You will need to check that your trustees, Chief Executive Officer and Financial Directors will not be disqualified from acting in these positions after the 1 August 2018.
Your charity should have systems in place so that it can make sure people who are already in a trustee or senior manager position have not become disqualified in the period since they were appointed.
This can be done by asking them to sign a fresh declaration (at reasonable intervals) to confirm that they are not disqualified so that the signed declarations you periodically ask for:
- are received from both trustees and any relevant senior managers
- request confirmation that they are not disqualified under the automatic disqualification rules
More detailed information can be found by clicking here
It is a legal requirement that trustees of registered charities must report each year in their trustees’ annual report on how they have carried out their charity’s purposes for the public benefit. Trustees of smaller registered charities (where gross income does not exceed £500,000) must report on public benefit by:
• including a brief summary setting out the main activities undertaken by the charity to carry out its charitable purposes for the public benefit
• including a statement as to whether they have complied with their duty to have due regard to the commission’s public benefit guidance when exercising any powers or duties to which the guidance is relevant
Public benefit reporting, when done well, can be an effective tool for trustees as it helps a charity to
• stay focused on what their charity is there to achieve (its purposes) when planning activities
• demonstrate what their charity does and the value of its work, particularly when applying for grant funding or fundraising
• link with impact reporting and demonstrating the charity’s transparency and accountability
• improve the overall quality of reporting on the charity’s work
More details can be found here
By law, you have a duty of care to protect your charity’s assets and resources. Depending on what your charity does, you can buy insurance to protect its money, property and reputation.

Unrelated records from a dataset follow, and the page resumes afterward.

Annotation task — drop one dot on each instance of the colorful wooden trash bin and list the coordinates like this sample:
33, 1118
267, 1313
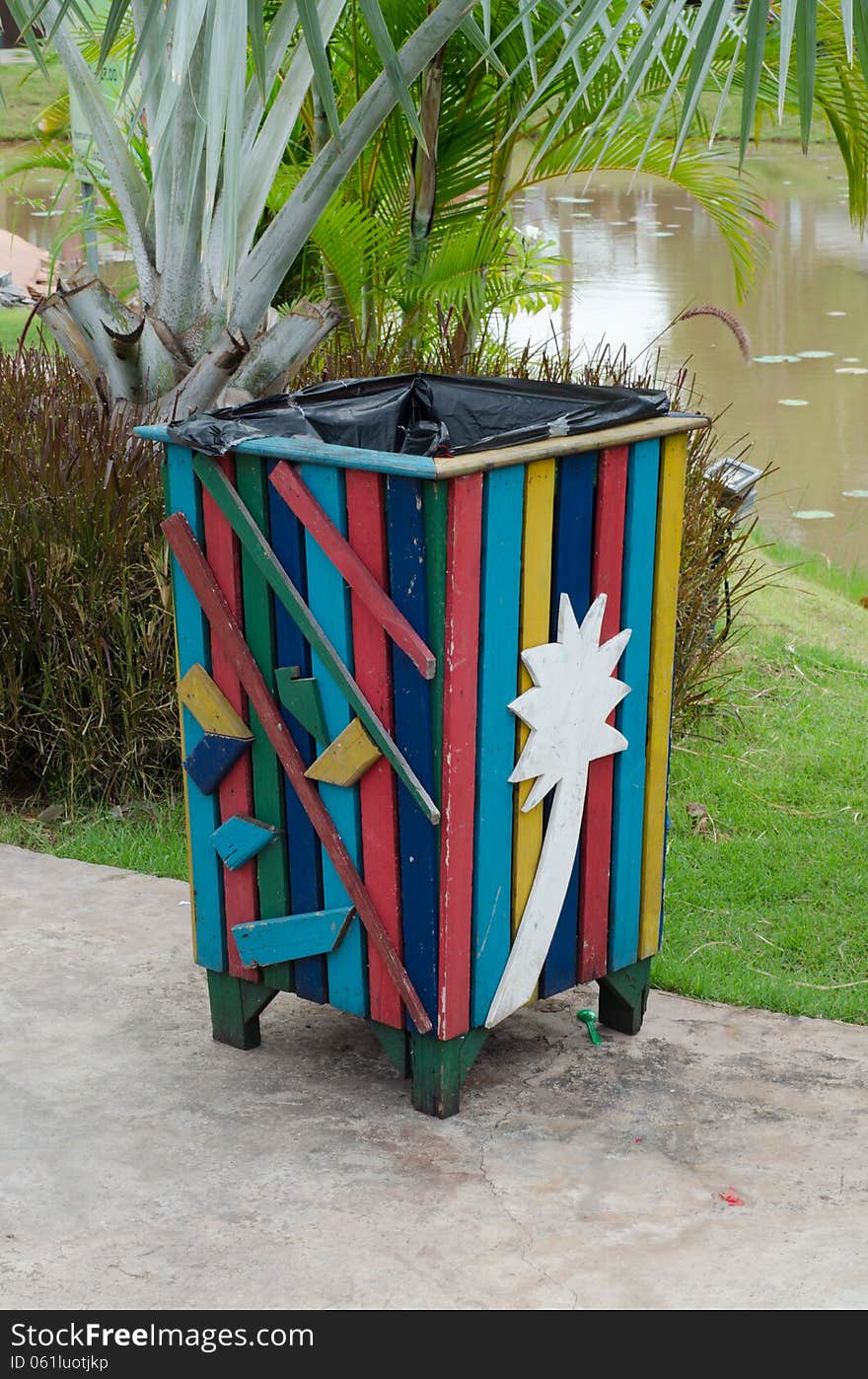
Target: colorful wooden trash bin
414, 787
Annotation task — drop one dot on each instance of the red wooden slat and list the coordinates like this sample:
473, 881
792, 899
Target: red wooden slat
224, 626
377, 789
242, 901
362, 581
595, 858
460, 672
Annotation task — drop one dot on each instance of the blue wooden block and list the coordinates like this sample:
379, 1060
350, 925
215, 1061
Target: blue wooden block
293, 936
570, 575
211, 759
241, 838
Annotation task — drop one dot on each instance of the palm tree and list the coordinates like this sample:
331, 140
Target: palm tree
217, 125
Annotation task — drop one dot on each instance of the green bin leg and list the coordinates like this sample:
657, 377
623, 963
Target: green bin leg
439, 1067
624, 996
236, 1007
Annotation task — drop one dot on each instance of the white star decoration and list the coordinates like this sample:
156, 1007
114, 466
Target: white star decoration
566, 709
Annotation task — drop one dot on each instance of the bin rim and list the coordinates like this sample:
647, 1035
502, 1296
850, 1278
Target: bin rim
308, 449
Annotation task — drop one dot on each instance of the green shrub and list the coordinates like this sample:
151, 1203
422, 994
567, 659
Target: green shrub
86, 637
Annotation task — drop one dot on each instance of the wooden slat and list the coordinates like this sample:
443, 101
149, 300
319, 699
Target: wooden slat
435, 512
242, 897
222, 624
595, 859
321, 453
287, 540
459, 768
670, 520
498, 669
533, 631
356, 574
346, 758
241, 838
570, 575
213, 759
193, 648
628, 804
268, 790
330, 606
207, 702
450, 467
377, 789
413, 727
303, 699
256, 549
291, 938
181, 710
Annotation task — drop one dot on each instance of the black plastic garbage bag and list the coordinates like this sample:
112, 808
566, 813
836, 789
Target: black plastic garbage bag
422, 414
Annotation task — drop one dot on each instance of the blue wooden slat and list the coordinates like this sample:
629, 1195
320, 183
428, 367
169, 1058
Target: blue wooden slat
628, 807
498, 673
211, 759
194, 648
328, 602
321, 453
287, 543
414, 733
570, 575
241, 838
293, 938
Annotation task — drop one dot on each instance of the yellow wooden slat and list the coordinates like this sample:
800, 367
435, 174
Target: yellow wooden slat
210, 706
667, 558
533, 631
346, 758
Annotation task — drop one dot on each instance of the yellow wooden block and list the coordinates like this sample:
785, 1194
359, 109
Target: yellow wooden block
533, 631
210, 706
346, 758
667, 560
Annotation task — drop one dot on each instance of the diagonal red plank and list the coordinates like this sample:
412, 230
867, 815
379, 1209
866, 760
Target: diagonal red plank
189, 556
356, 574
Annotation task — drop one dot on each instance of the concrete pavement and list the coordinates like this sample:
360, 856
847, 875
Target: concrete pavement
144, 1166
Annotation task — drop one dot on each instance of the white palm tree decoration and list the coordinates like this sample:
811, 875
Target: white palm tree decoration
571, 696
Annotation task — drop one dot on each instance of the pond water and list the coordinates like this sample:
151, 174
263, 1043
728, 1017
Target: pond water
635, 258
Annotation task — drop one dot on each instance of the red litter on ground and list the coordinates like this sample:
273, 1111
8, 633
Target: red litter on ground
732, 1198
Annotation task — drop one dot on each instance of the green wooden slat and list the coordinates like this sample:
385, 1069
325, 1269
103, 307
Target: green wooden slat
255, 553
272, 870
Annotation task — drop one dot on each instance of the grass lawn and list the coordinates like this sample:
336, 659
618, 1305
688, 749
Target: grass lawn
142, 837
766, 902
25, 96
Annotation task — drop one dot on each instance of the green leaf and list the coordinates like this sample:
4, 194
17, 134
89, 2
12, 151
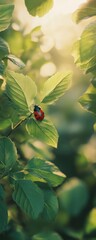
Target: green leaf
5, 124
6, 11
29, 197
88, 99
38, 8
15, 60
85, 11
73, 196
50, 205
46, 170
87, 46
3, 211
4, 48
21, 90
2, 67
43, 131
48, 235
8, 155
55, 87
91, 223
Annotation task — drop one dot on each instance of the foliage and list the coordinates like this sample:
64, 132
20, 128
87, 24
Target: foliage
30, 183
33, 205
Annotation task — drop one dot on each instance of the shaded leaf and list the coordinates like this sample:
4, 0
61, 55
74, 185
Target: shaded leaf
29, 197
8, 154
4, 48
43, 130
55, 87
6, 11
48, 235
50, 205
45, 170
73, 196
3, 211
38, 8
21, 90
90, 222
2, 67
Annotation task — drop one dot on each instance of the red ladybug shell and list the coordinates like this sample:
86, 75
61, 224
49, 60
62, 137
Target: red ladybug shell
38, 113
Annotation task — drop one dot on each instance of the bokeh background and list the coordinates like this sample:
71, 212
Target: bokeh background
46, 46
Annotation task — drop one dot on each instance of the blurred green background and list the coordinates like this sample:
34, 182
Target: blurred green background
45, 45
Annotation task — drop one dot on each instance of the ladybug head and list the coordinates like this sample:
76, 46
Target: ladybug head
36, 108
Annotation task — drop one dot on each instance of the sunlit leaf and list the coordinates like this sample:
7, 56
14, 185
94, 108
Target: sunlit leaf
88, 99
73, 196
4, 48
46, 170
86, 10
43, 130
3, 211
29, 197
39, 8
21, 90
88, 45
6, 11
55, 87
15, 60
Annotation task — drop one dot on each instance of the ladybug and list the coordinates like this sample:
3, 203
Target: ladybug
38, 113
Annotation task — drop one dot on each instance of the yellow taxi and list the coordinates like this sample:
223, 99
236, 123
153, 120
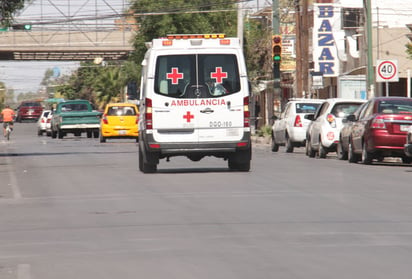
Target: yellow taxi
119, 120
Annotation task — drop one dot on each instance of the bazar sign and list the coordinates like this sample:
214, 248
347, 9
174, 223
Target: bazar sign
326, 21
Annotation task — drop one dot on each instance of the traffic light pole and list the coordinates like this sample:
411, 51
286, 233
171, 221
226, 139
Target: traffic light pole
276, 64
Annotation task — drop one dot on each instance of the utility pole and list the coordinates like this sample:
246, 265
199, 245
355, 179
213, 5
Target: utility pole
371, 77
305, 48
298, 72
276, 64
240, 22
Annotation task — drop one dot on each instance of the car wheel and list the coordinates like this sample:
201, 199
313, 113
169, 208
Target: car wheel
146, 167
406, 160
289, 145
275, 146
367, 157
340, 153
352, 157
322, 151
309, 150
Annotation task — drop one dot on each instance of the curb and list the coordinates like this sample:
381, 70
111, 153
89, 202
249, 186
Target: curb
261, 140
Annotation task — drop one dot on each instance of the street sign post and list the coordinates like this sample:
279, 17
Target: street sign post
387, 71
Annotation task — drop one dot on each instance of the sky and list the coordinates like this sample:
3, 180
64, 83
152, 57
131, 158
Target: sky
26, 76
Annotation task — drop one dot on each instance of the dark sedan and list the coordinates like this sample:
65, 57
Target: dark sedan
380, 130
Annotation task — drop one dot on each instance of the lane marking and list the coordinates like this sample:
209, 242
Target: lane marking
13, 180
23, 271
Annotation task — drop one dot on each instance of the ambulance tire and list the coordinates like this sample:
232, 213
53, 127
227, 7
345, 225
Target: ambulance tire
146, 167
240, 161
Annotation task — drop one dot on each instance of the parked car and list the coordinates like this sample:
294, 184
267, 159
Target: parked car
323, 134
290, 128
408, 144
29, 110
342, 147
380, 130
76, 117
120, 120
43, 124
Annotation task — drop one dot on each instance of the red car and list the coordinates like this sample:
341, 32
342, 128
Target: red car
29, 110
380, 130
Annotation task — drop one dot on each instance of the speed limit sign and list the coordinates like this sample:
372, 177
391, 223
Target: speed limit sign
387, 71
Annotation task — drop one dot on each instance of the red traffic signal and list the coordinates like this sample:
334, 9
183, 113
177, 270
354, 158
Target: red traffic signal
276, 48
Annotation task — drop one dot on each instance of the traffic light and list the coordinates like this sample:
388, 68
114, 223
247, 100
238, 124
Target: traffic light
276, 48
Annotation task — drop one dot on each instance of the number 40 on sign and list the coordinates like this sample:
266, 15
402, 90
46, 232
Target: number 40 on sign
387, 71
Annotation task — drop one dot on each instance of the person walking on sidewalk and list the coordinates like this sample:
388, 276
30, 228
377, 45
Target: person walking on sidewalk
8, 116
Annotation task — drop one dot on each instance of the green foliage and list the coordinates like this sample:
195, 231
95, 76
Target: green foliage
99, 84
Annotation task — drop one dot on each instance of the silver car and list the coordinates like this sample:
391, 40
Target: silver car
290, 128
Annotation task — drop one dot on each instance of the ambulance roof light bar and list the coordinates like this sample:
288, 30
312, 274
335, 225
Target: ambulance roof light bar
195, 36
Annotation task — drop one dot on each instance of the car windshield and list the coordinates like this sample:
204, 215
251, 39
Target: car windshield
306, 107
197, 75
342, 110
75, 107
33, 104
395, 106
121, 111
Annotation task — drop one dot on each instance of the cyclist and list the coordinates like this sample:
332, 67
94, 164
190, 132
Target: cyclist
8, 116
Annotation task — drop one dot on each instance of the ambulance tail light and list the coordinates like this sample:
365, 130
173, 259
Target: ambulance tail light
167, 43
149, 114
246, 113
298, 121
378, 123
331, 119
104, 119
225, 42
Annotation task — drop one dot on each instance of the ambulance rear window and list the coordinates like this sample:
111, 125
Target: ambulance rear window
197, 75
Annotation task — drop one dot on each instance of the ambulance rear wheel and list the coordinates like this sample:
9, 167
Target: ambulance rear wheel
146, 167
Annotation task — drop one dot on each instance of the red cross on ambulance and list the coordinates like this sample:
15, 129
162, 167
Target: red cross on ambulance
174, 76
218, 75
188, 116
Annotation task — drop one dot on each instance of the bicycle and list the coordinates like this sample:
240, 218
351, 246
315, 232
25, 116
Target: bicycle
8, 131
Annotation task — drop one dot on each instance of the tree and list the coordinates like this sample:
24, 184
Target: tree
108, 86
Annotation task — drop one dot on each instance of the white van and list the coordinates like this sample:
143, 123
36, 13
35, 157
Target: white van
194, 101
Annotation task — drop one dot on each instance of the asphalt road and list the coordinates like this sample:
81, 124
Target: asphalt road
76, 208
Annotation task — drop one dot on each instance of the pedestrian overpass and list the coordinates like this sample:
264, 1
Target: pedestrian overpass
59, 30
65, 46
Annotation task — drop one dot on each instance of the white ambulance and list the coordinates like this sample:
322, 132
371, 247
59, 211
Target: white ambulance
194, 101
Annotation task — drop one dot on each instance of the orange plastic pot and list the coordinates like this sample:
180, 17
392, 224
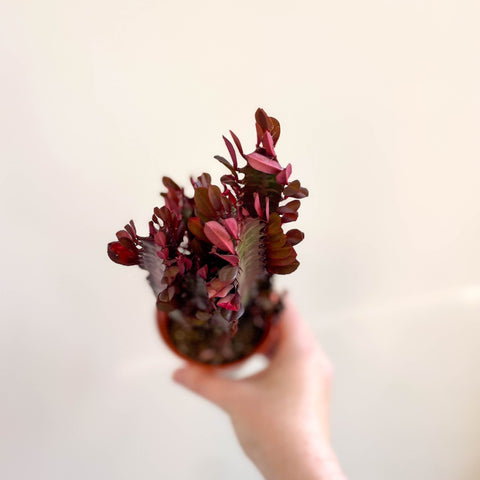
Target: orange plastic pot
265, 345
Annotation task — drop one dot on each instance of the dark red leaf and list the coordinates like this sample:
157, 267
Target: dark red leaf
217, 234
122, 255
196, 228
231, 150
237, 143
275, 131
263, 119
267, 143
294, 236
263, 164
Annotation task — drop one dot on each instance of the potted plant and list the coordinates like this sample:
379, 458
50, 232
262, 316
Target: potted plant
211, 257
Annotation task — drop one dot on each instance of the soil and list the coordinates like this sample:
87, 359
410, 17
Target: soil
215, 346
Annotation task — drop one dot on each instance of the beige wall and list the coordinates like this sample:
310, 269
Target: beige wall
379, 104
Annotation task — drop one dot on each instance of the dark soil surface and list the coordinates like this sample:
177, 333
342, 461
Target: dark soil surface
215, 346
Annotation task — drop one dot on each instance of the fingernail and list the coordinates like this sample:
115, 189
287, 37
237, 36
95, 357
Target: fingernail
179, 375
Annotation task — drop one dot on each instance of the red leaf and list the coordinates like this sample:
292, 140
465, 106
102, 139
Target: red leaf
122, 255
203, 206
215, 197
263, 119
231, 150
283, 176
237, 143
217, 234
294, 236
232, 226
290, 207
256, 203
275, 131
202, 272
263, 164
196, 228
225, 162
230, 302
232, 259
267, 142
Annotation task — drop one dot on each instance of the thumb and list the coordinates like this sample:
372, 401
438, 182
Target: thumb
207, 383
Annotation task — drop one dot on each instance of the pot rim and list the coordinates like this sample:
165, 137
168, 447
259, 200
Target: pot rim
263, 345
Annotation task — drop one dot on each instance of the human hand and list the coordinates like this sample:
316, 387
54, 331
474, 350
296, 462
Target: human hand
281, 414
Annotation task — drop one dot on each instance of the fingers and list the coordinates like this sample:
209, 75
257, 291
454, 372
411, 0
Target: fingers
206, 383
293, 330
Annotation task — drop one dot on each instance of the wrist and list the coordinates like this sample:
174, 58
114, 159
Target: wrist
308, 461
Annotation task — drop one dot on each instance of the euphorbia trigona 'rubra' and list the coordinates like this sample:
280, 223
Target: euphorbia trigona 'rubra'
211, 257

Examples of types of insurance that might be needed to cover a charity’s property against loss or damage are:
- buildings insurance
- contents insurance
- event insurance
Examples of types of insurance that might be needed to cover against a charity’s third party liabilities are:
- professional indemnity insurance
- public liability insurance
Charities that employ staff are required by law to buy employers’ liability insurance. Charities that own or operate motor vehicles are required by law to buy motor insurance.
For insurance purposes, charities are advised to treat volunteers in the same way as they do their employees and to ensure that they are covered by the usual types of insurance a charity might buy, such as employers’ liability or public liability cover.
More details can be found here, and here
Receipts and Payments Accounts is the simpler of the 2 methods of accounts preparation and may only be used where a non-company charity has a gross income of £250,000 or less during the financial year. Receipts and payments accounts contain a statement summarising all money received and paid out by the charity in the financial year, and a statement giving details of its assets and liabilities at the end of the year. Charitable companies are not allowed by company law to adopt this method.
Templates are available to help eligible non-company charities prepare their trustees’ annual report and receipts and payments accounts. When fully completed these meet the requirements of the law and can be used for submission to the Charity Commission. The pro forma receipts and payments accounts can be used in one of two ways:
(i) where trustees do not wish to design their own annual accounts they may enter the relevant details and amounts from the cash book (and other) records of the charity on to the forms
(ii) trustees who want to produce their own form of receipts and payment accounts can use the forms as a checklist.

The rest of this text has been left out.